Na de dood van de twee zonen van Aäron die stierven toen ze in de nabijheid van de HEER kwamen, zei de HEER tegen Mozes:
‘Zeg tegen je broer Aäron dat hij niet zomaar de heilige ruimte achter het voorhangsel mag binnengaan. Het zou zijn dood betekenen, want daar, boven de verzoeningsplaat die op de ark ligt, is de plaats waar Ik in een wolk verschijn.
Dit moet Aäron bij zich hebben wanneer hij de heilige ruimte betreedt:
een stier voor een reinigingsoffer en een ram voor een brandoffer. Hij moet een heilige linnen tuniek aantrekken en een linnen broek dragen. Hij moet een linnen gordel om zijn middel binden en zijn hoofd met een linnen tulband bedekken. Dat is heilige kleding; voordat hij die aantrekt, moet hij zijn lichaam met water wassen. Van de Israëlieten moet hij twee bokken voor een reinigingsoffer in ontvangst nemen en een ram voor een brandoffer.
De stier biedt Aäron aan als reinigingsoffer namens zichzelf, om voor zichzelf en zijn familie verzoening te bewerken.
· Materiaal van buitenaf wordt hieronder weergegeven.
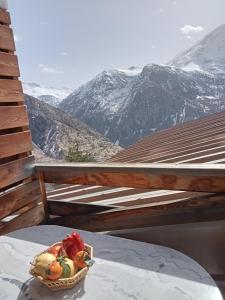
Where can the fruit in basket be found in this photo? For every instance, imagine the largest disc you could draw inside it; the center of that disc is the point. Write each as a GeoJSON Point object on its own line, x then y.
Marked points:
{"type": "Point", "coordinates": [72, 244]}
{"type": "Point", "coordinates": [56, 250]}
{"type": "Point", "coordinates": [42, 262]}
{"type": "Point", "coordinates": [82, 260]}
{"type": "Point", "coordinates": [54, 271]}
{"type": "Point", "coordinates": [69, 269]}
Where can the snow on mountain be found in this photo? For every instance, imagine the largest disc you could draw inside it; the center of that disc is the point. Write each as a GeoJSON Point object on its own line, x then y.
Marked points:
{"type": "Point", "coordinates": [50, 95]}
{"type": "Point", "coordinates": [126, 108]}
{"type": "Point", "coordinates": [126, 105]}
{"type": "Point", "coordinates": [206, 55]}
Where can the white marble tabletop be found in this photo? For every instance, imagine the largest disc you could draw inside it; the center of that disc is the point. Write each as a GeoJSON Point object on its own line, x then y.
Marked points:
{"type": "Point", "coordinates": [123, 269]}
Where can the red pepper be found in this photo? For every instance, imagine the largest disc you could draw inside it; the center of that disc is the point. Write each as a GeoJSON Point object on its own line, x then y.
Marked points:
{"type": "Point", "coordinates": [73, 244]}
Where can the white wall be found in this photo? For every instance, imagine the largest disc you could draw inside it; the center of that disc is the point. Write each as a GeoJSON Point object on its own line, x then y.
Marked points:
{"type": "Point", "coordinates": [4, 4]}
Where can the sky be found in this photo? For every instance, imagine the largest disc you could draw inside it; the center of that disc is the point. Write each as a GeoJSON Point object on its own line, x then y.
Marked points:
{"type": "Point", "coordinates": [67, 42]}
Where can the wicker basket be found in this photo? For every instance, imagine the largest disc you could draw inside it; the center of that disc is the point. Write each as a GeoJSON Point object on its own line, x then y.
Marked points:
{"type": "Point", "coordinates": [63, 283]}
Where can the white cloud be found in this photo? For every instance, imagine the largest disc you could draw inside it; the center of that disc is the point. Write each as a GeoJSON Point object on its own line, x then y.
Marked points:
{"type": "Point", "coordinates": [189, 29]}
{"type": "Point", "coordinates": [49, 70]}
{"type": "Point", "coordinates": [159, 11]}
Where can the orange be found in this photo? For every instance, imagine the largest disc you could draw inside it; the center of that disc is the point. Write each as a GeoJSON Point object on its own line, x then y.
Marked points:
{"type": "Point", "coordinates": [54, 271]}
{"type": "Point", "coordinates": [81, 259]}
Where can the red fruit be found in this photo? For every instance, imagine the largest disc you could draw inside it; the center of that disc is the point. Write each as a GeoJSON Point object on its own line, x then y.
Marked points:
{"type": "Point", "coordinates": [55, 250]}
{"type": "Point", "coordinates": [73, 244]}
{"type": "Point", "coordinates": [82, 260]}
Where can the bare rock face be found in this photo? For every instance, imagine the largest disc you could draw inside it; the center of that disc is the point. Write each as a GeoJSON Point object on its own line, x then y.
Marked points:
{"type": "Point", "coordinates": [54, 132]}
{"type": "Point", "coordinates": [126, 105]}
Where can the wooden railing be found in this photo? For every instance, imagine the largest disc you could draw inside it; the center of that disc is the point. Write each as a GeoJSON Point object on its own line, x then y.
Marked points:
{"type": "Point", "coordinates": [208, 206]}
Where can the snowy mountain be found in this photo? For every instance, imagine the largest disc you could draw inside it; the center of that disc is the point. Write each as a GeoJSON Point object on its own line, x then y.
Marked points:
{"type": "Point", "coordinates": [54, 132]}
{"type": "Point", "coordinates": [207, 55]}
{"type": "Point", "coordinates": [50, 95]}
{"type": "Point", "coordinates": [126, 105]}
{"type": "Point", "coordinates": [126, 108]}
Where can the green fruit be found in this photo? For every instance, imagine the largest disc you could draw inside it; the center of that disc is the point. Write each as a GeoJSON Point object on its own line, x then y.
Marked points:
{"type": "Point", "coordinates": [42, 263]}
{"type": "Point", "coordinates": [68, 267]}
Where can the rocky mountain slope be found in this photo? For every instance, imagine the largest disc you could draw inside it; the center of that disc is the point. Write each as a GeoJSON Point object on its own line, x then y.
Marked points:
{"type": "Point", "coordinates": [50, 95]}
{"type": "Point", "coordinates": [126, 105]}
{"type": "Point", "coordinates": [54, 132]}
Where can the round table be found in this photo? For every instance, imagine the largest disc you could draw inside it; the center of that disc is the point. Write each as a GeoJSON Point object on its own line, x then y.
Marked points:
{"type": "Point", "coordinates": [123, 269]}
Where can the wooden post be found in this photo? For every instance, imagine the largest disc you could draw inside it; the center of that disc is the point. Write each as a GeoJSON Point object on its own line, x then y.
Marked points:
{"type": "Point", "coordinates": [43, 193]}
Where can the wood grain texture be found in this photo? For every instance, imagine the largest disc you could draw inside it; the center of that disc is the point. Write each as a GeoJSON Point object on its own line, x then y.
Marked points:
{"type": "Point", "coordinates": [15, 143]}
{"type": "Point", "coordinates": [4, 17]}
{"type": "Point", "coordinates": [40, 177]}
{"type": "Point", "coordinates": [6, 38]}
{"type": "Point", "coordinates": [16, 171]}
{"type": "Point", "coordinates": [11, 91]}
{"type": "Point", "coordinates": [204, 209]}
{"type": "Point", "coordinates": [33, 216]}
{"type": "Point", "coordinates": [19, 197]}
{"type": "Point", "coordinates": [9, 65]}
{"type": "Point", "coordinates": [188, 177]}
{"type": "Point", "coordinates": [60, 208]}
{"type": "Point", "coordinates": [13, 117]}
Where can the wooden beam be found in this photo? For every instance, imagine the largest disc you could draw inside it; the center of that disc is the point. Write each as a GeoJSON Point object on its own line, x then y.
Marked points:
{"type": "Point", "coordinates": [206, 208]}
{"type": "Point", "coordinates": [189, 177]}
{"type": "Point", "coordinates": [6, 38]}
{"type": "Point", "coordinates": [9, 65]}
{"type": "Point", "coordinates": [4, 17]}
{"type": "Point", "coordinates": [15, 199]}
{"type": "Point", "coordinates": [13, 117]}
{"type": "Point", "coordinates": [15, 143]}
{"type": "Point", "coordinates": [11, 91]}
{"type": "Point", "coordinates": [33, 216]}
{"type": "Point", "coordinates": [16, 171]}
{"type": "Point", "coordinates": [43, 193]}
{"type": "Point", "coordinates": [60, 208]}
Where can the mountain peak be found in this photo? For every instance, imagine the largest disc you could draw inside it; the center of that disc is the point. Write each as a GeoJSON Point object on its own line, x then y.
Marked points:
{"type": "Point", "coordinates": [206, 55]}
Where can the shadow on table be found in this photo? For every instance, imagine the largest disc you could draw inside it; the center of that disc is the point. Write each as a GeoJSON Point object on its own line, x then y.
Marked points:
{"type": "Point", "coordinates": [32, 289]}
{"type": "Point", "coordinates": [145, 256]}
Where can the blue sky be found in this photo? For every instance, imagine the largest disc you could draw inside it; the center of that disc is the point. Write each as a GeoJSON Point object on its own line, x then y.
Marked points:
{"type": "Point", "coordinates": [66, 43]}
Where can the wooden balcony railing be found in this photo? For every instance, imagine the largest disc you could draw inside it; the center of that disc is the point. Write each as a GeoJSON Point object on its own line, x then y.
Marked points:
{"type": "Point", "coordinates": [207, 180]}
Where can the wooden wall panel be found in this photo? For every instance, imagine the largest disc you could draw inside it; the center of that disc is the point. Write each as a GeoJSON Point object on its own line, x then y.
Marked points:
{"type": "Point", "coordinates": [9, 65]}
{"type": "Point", "coordinates": [11, 91]}
{"type": "Point", "coordinates": [6, 38]}
{"type": "Point", "coordinates": [189, 177]}
{"type": "Point", "coordinates": [4, 17]}
{"type": "Point", "coordinates": [13, 117]}
{"type": "Point", "coordinates": [16, 171]}
{"type": "Point", "coordinates": [15, 143]}
{"type": "Point", "coordinates": [19, 197]}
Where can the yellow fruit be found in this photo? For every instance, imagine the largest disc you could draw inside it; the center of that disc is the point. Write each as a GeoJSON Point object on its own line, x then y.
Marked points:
{"type": "Point", "coordinates": [73, 269]}
{"type": "Point", "coordinates": [45, 258]}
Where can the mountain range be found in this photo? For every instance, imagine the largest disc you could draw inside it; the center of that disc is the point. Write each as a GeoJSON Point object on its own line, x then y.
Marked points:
{"type": "Point", "coordinates": [54, 133]}
{"type": "Point", "coordinates": [126, 105]}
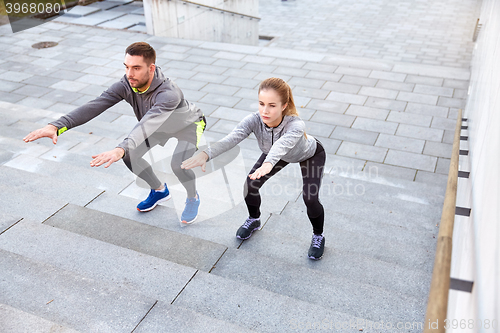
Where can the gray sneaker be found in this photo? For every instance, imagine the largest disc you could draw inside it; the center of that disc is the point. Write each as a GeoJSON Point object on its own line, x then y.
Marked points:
{"type": "Point", "coordinates": [317, 247]}
{"type": "Point", "coordinates": [250, 225]}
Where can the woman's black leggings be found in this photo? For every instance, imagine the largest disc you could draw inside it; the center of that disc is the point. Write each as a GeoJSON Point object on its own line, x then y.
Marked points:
{"type": "Point", "coordinates": [312, 173]}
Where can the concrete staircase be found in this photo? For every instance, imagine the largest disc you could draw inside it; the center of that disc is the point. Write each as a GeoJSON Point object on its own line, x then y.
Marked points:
{"type": "Point", "coordinates": [75, 255]}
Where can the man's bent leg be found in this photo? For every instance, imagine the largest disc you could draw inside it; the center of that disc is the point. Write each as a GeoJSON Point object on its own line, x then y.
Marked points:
{"type": "Point", "coordinates": [182, 152]}
{"type": "Point", "coordinates": [140, 167]}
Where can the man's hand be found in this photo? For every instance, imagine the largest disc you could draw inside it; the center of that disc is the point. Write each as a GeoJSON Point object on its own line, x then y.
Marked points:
{"type": "Point", "coordinates": [262, 171]}
{"type": "Point", "coordinates": [109, 157]}
{"type": "Point", "coordinates": [49, 131]}
{"type": "Point", "coordinates": [197, 160]}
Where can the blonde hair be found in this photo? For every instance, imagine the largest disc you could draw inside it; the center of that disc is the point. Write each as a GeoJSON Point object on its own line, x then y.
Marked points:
{"type": "Point", "coordinates": [284, 91]}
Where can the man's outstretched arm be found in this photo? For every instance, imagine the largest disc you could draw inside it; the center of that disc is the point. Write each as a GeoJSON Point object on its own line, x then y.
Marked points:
{"type": "Point", "coordinates": [49, 131]}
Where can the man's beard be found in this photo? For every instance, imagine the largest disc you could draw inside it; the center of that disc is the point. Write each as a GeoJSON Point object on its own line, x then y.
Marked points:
{"type": "Point", "coordinates": [137, 83]}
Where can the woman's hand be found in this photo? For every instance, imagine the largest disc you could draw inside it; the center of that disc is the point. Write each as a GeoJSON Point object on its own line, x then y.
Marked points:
{"type": "Point", "coordinates": [197, 160]}
{"type": "Point", "coordinates": [262, 171]}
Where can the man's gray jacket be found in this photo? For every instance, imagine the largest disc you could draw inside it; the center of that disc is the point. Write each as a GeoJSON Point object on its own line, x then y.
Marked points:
{"type": "Point", "coordinates": [161, 102]}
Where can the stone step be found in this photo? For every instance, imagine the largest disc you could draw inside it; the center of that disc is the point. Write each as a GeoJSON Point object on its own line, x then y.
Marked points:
{"type": "Point", "coordinates": [123, 269]}
{"type": "Point", "coordinates": [97, 260]}
{"type": "Point", "coordinates": [154, 241]}
{"type": "Point", "coordinates": [369, 292]}
{"type": "Point", "coordinates": [259, 309]}
{"type": "Point", "coordinates": [5, 155]}
{"type": "Point", "coordinates": [20, 112]}
{"type": "Point", "coordinates": [21, 203]}
{"type": "Point", "coordinates": [47, 188]}
{"type": "Point", "coordinates": [69, 299]}
{"type": "Point", "coordinates": [117, 266]}
{"type": "Point", "coordinates": [372, 221]}
{"type": "Point", "coordinates": [79, 160]}
{"type": "Point", "coordinates": [65, 173]}
{"type": "Point", "coordinates": [165, 316]}
{"type": "Point", "coordinates": [384, 188]}
{"type": "Point", "coordinates": [7, 221]}
{"type": "Point", "coordinates": [288, 238]}
{"type": "Point", "coordinates": [18, 321]}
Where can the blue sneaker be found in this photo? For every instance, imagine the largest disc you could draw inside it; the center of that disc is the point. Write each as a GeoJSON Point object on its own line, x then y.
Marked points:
{"type": "Point", "coordinates": [190, 212]}
{"type": "Point", "coordinates": [154, 198]}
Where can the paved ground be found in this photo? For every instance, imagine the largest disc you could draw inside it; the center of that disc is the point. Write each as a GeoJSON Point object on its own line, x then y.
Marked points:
{"type": "Point", "coordinates": [427, 32]}
{"type": "Point", "coordinates": [387, 127]}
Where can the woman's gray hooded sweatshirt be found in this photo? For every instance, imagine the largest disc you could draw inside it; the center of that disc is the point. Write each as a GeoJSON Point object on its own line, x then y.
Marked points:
{"type": "Point", "coordinates": [285, 142]}
{"type": "Point", "coordinates": [161, 102]}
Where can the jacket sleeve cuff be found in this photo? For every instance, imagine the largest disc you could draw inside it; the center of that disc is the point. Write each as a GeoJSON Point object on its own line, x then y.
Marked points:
{"type": "Point", "coordinates": [61, 128]}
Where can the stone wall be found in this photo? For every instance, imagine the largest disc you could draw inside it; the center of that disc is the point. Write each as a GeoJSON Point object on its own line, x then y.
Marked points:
{"type": "Point", "coordinates": [483, 113]}
{"type": "Point", "coordinates": [235, 22]}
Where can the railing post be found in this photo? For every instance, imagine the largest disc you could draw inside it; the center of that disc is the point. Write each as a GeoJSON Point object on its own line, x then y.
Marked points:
{"type": "Point", "coordinates": [437, 305]}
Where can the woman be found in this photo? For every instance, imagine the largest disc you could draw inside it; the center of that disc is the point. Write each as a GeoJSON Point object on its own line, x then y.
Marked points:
{"type": "Point", "coordinates": [282, 139]}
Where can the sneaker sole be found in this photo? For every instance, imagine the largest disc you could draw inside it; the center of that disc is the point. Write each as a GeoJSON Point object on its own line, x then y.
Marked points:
{"type": "Point", "coordinates": [251, 232]}
{"type": "Point", "coordinates": [314, 258]}
{"type": "Point", "coordinates": [156, 204]}
{"type": "Point", "coordinates": [192, 221]}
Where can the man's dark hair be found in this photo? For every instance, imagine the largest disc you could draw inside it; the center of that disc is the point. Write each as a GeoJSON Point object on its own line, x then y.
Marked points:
{"type": "Point", "coordinates": [142, 49]}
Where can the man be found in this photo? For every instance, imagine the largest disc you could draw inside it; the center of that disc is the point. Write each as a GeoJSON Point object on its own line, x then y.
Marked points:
{"type": "Point", "coordinates": [162, 112]}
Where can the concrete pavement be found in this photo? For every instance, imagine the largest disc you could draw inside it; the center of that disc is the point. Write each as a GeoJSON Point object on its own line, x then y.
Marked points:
{"type": "Point", "coordinates": [386, 123]}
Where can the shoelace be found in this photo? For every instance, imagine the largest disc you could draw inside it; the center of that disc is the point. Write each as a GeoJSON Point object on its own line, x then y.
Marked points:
{"type": "Point", "coordinates": [151, 194]}
{"type": "Point", "coordinates": [317, 241]}
{"type": "Point", "coordinates": [247, 223]}
{"type": "Point", "coordinates": [189, 201]}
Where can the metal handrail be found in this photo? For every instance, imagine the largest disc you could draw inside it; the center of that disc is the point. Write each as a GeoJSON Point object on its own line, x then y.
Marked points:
{"type": "Point", "coordinates": [437, 305]}
{"type": "Point", "coordinates": [220, 9]}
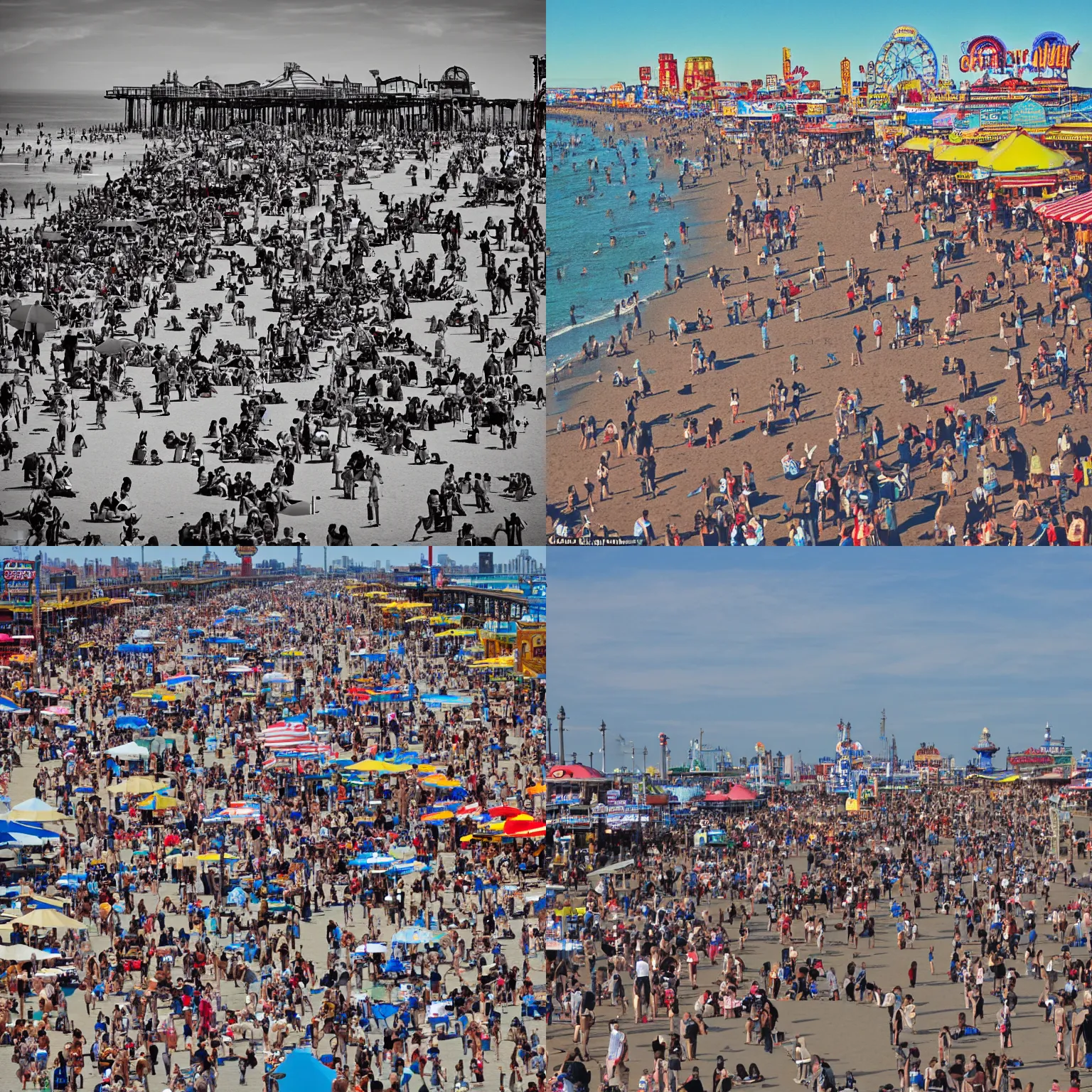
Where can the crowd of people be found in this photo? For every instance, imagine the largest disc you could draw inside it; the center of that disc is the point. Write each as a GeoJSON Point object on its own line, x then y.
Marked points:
{"type": "Point", "coordinates": [949, 920]}
{"type": "Point", "coordinates": [247, 887]}
{"type": "Point", "coordinates": [370, 297]}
De beide bokken moet hij naar de ingang van de ontmoetingstent brengen, en daar, ten overstaan van de HEER, moet hij door loting vaststellen welke bok bestemd is voor de HEER en welke voor Azazel. De bok die door het lot voor de HEER bestemd is, moet hij als reinigingsoffer opdragen; de bok die door het lot bestemd is voor Azazel moet levend voor de HEER blijven staan om verzoening mee te bewerken, en daarna de woestijn in worden gestuurd, naar Azazel.
Aäron moet de stier voor zijn eigen reinigingsoffer aan de HEER opdragen, om voor zichzelf en zijn familie verzoening te bewerken. Hij moet de stier slachten en een vuurbak vullen met gloeiende houtskool van het altaar dat bij de ingang van de ontmoetingstent staat. Hij moet twee handen fijngestampt geurig reukwerk nemen en dat alles naar de heilige ruimte achter het voorhangsel brengen. Daar moet hij het reukwerk ten overstaan van de HEER op het vuur leggen opdat de wolk van het reukwerk de verzoeningsplaat op de ark met de verbondstekst aan het oog onttrekt, anders sterft hij.